In the postpartum period, the patient, recovering from kidney failure and hyperbilirubinemia through hemodialysis, underwent bilirubin hemoadsorption. Immunosuppressive therapy continued, and a liver biopsy on the eighth day revealed cirrhosis and a relapse of autoimmune hepatitis. Despite clinical stability, hyperbilirubinemia persisted, prompting methylprednisolone pulse therapy on the 12th day. Due to the poor prognosis, doctors listed the patient for liver transplantation. Viral tests were negative, but cytomegalovirus was detected and treated with valganciclovir.

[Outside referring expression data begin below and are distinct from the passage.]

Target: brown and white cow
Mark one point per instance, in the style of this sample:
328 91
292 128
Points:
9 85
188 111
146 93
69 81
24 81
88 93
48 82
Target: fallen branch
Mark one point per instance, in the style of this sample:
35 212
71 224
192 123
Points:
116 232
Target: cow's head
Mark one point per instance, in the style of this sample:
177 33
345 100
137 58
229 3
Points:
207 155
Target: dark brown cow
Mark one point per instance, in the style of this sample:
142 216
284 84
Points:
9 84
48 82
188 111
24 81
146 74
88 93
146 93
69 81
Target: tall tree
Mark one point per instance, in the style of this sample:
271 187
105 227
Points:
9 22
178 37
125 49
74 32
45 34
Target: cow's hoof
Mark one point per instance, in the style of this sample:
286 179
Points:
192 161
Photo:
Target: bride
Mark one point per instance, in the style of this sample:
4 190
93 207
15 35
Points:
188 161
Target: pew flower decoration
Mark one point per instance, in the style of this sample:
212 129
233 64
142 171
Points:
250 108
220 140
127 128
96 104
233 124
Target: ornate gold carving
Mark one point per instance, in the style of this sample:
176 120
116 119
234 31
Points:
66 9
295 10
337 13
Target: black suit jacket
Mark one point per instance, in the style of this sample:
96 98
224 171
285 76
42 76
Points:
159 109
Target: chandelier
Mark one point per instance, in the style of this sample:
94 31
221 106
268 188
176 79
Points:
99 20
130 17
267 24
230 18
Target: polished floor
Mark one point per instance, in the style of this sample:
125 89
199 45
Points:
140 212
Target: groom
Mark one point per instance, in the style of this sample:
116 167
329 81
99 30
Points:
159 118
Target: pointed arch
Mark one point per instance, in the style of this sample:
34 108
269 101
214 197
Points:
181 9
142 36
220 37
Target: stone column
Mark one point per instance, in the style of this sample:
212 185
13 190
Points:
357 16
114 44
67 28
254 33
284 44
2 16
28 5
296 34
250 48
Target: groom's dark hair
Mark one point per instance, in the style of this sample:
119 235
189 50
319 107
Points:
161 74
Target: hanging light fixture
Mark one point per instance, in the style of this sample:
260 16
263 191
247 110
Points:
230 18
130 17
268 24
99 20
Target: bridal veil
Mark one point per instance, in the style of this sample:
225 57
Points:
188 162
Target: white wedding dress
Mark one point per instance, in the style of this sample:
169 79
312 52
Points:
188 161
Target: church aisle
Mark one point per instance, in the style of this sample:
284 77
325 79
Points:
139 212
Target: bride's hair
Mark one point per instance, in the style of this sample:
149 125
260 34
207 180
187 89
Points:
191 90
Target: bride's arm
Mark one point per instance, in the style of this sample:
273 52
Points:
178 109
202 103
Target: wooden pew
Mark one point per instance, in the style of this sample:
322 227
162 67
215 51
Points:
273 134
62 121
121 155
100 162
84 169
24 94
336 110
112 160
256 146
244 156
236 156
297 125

Doctors discharged the patient on the 56th day and provided outpatient care. The emphasis was placed on the avoidance of pregnancy and adherence to medical therapy.

Second pregnancy

In her second pregnancy, occurring a year later, a multidisciplinary team recommended termination due to potential complications. However, the patient chose to continue and was monitored in the gastroenterology department. Throughout the pregnancy, she received methylprednisolone therapy and continued her medications. An elective caesarean section at 37 weeks resulted in the birth of a healthy baby girl. Mother and child were discharged on the fourth day and referred to outpatient care with various specialists.

Chronic liver disease

Chronic liver disease in women can significantly impact reproductive health, diminishing the likelihood of conception and a successful pregnancy. The disruption of the hypothalamic-pituitary-ovarian axis, a regulator of the menstrual cycle and hormonal balance, is a common culprit. Severe chronic liver disease can lead to amenorrhea, affecting up to 50% of women of childbearing age. This condition results in hormonal imbalances like hypogonadotropic hypogonadism and elevated estrogen levels, further reducing the chances of successful conception and pregnancy.

Liver Transplant

Liver transplantation emerges as a hopeful solution for women facing challenges in conceiving due to chronic liver disease. Post-transplantation, fertility is often restored, with studies indicating a return to regular menstrual periods as early as 6 weeks post-surgery. Approximately 90% of female transplant recipients report improved reproductive health within a year, offering a potential resolution for those previously struggling to become mothers.

Pregnancy for organ transplant recipients has complexities and uncertainties, encompassing risks to the mother’s long-term health, potential allograft dysfunction, changes in drug metabolism during pregnancy, and risks to the fetus, including teratogenic effects.